State v. Livingston

VAN HOOMISSEN, J.,

dissenting.

I disagree with the majority’s conclusion that the trial judge erred in overruling defendant’s demurrer to the indictment. Therefore, I respectfully dissent.

This is a case of first impression in Oregon. There is authority from other states that supports the majority’s conclusion that a charging instrument is defective if it does not allege facts tolling the Statute of Limitations. However, there is also federal and state authority that supports the conclusion that the question of limitations is merely a matter of proof at trial. See Annot, “Necessity of Alleging in Indictment or Information Limitation-Tolling Facts,” 52 ALR3d 922.1 find the latter authority more persuasive.

*556The trend in Oregon has been to require less specificity in charging instruments because of our very liberal discovery practice. In State v. Keys, 25 Or App 15, 21, 540 P2d 205, rev den (1976), Chief Judge Schwab explained:

“The rationale in the cases has been that, although the defendant has a constitutional right to notice, this need not be accomplished solely by the indictment. Notice can be based on the indictment plus the language of the relevant statute. Notice can be based on the indictment plus the relatively new criminal discovery statutes. And the ultimate form of notice is the prosecution’s evidence; we have held that if the defendant is genuinely surprised thereby, he is entitled to a continuance.”1

For that reason, the state should not be required to allege facts in a charging instrument that bring a case within a statutory exception that permits tolling of the limitations statute.

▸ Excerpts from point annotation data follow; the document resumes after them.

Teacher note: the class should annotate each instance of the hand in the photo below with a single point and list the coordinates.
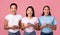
(44, 25)
(48, 25)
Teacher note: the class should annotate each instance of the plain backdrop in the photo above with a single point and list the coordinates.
(23, 4)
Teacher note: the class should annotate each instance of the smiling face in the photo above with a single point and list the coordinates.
(29, 12)
(13, 9)
(46, 11)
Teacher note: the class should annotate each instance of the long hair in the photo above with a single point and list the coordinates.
(33, 14)
(49, 11)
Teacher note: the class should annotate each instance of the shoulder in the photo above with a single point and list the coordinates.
(52, 17)
(40, 17)
(24, 18)
(8, 15)
(19, 15)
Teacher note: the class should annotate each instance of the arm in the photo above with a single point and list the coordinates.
(53, 27)
(23, 26)
(42, 26)
(6, 25)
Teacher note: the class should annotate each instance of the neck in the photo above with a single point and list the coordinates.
(29, 17)
(13, 13)
(46, 14)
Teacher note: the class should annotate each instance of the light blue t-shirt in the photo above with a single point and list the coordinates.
(47, 19)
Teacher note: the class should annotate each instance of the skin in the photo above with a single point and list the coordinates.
(29, 12)
(13, 12)
(53, 27)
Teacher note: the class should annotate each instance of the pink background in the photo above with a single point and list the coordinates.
(22, 5)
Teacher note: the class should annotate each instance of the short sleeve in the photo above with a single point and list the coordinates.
(20, 17)
(6, 17)
(22, 21)
(54, 21)
(36, 20)
(39, 22)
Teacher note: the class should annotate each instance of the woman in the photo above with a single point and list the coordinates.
(47, 22)
(29, 23)
(12, 21)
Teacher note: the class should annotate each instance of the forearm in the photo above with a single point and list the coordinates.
(53, 27)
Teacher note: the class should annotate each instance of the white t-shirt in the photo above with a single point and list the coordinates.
(25, 20)
(13, 20)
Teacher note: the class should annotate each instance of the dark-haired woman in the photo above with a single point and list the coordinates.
(47, 22)
(13, 21)
(29, 23)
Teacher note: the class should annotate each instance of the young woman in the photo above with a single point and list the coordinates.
(47, 22)
(29, 23)
(12, 21)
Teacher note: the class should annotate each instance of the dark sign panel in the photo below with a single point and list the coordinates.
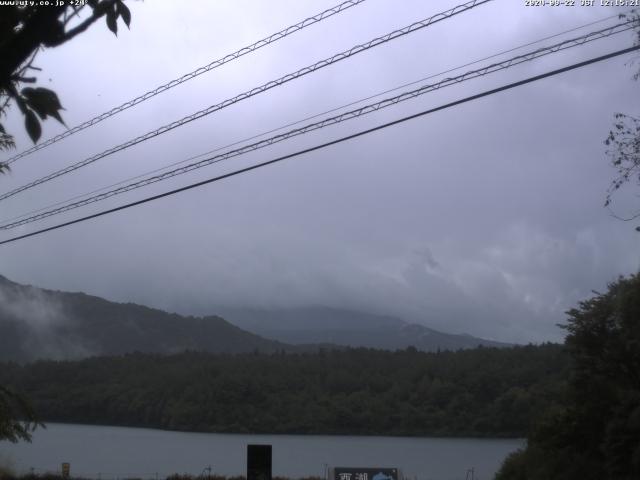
(350, 473)
(258, 462)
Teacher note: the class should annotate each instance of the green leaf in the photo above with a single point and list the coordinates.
(111, 21)
(124, 12)
(44, 102)
(32, 124)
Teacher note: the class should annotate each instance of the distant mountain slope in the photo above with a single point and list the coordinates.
(37, 323)
(322, 325)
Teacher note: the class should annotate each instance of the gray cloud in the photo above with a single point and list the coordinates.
(485, 219)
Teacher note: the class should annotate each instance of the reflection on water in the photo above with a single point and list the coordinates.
(116, 452)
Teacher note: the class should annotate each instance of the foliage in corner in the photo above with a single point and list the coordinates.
(623, 141)
(17, 418)
(596, 434)
(24, 31)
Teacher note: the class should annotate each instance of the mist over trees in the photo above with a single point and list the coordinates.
(485, 392)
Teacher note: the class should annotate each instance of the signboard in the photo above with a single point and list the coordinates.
(259, 462)
(351, 473)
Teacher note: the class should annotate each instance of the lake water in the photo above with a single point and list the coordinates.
(116, 452)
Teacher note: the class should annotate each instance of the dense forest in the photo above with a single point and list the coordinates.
(481, 392)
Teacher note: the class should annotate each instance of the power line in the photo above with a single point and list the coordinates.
(4, 223)
(364, 110)
(330, 143)
(267, 86)
(199, 71)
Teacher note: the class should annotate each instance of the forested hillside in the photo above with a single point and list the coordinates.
(481, 392)
(43, 324)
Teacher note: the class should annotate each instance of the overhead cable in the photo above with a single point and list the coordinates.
(184, 78)
(255, 91)
(299, 121)
(364, 110)
(327, 144)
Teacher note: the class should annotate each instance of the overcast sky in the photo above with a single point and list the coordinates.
(486, 218)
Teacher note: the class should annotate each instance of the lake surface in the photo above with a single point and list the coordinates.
(117, 452)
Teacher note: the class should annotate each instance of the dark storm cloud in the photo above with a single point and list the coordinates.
(485, 219)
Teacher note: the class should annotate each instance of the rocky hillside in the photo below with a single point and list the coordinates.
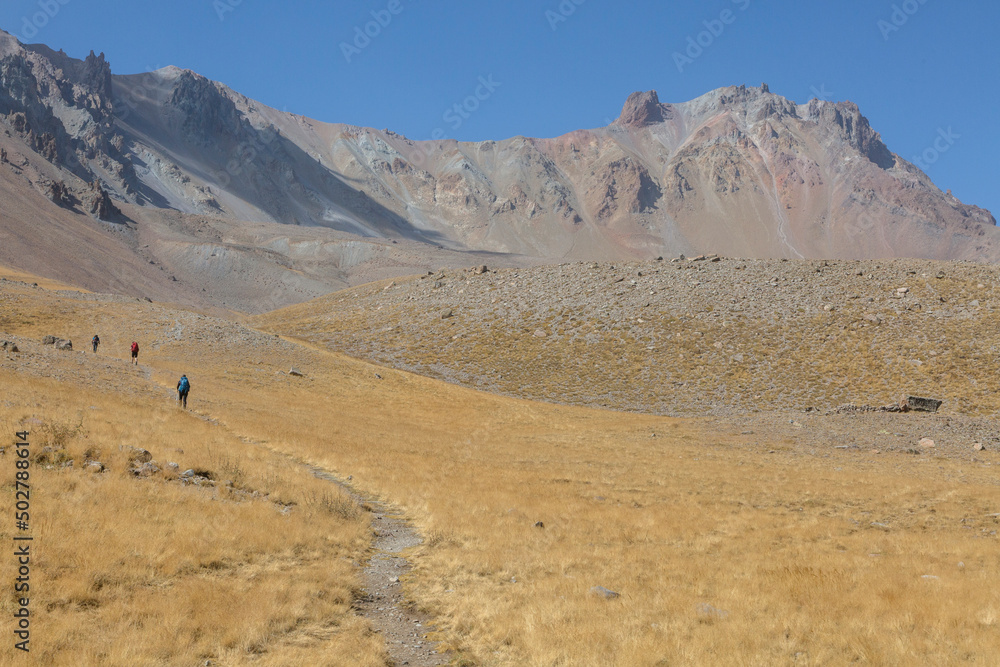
(172, 171)
(687, 338)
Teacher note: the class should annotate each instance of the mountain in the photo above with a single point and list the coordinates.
(173, 171)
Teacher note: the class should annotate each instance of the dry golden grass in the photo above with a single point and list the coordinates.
(257, 569)
(723, 553)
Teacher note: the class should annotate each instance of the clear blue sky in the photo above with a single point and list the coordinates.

Here, the trial judge required the state to prove, as an element of its case in chief, that the statute was, in fact, tolled.2 That should be sufficient.

Defendant’s second assignment of error contends that the trial judge erred in denying his motion to exclude certain evidence because of an alleged discovery violation. I would find no error. See State v. Wolfe, 273 Or 518, 542 P2d 482 (1975). Defendant’s third assignment of error contends that the trial judge erred in denying his motion for judgment of acquittal. Again, I would find no error. See State v. Kincaide, 43 Or App 73, 602 P2d 307 (1979). Accordingly, I would affirm defendant’s conviction.

See City of Portland v. Aziz, 47 Or App 937, 943, 615 P2d 1109 (1980); State v. Shadley/Spencer/Rowe, 16 Or App 113, 120, 517 P2d 324 (1973).

Defendant was extradited from Pennsylvania on December 8, 1983, for trial on the theft charge. The majority opinion states that the 1984 indictment alleged criminal acts different than those alleged in the 1981 indictment. However, the order dismissing the 1981 indictment provides in relevant part:

“It appearing to the court that said indictment was insufficient in the allegation charged and said defendant has subsequently been charged by way of indictment dated January 25,1984 on the within case numbers, charging the same facts and circumstances as the within indictment * * *.”

That language supports the state’s contention that the 1984 indictment is a continuation of the original prosecution and not a new prosecution for a different crime.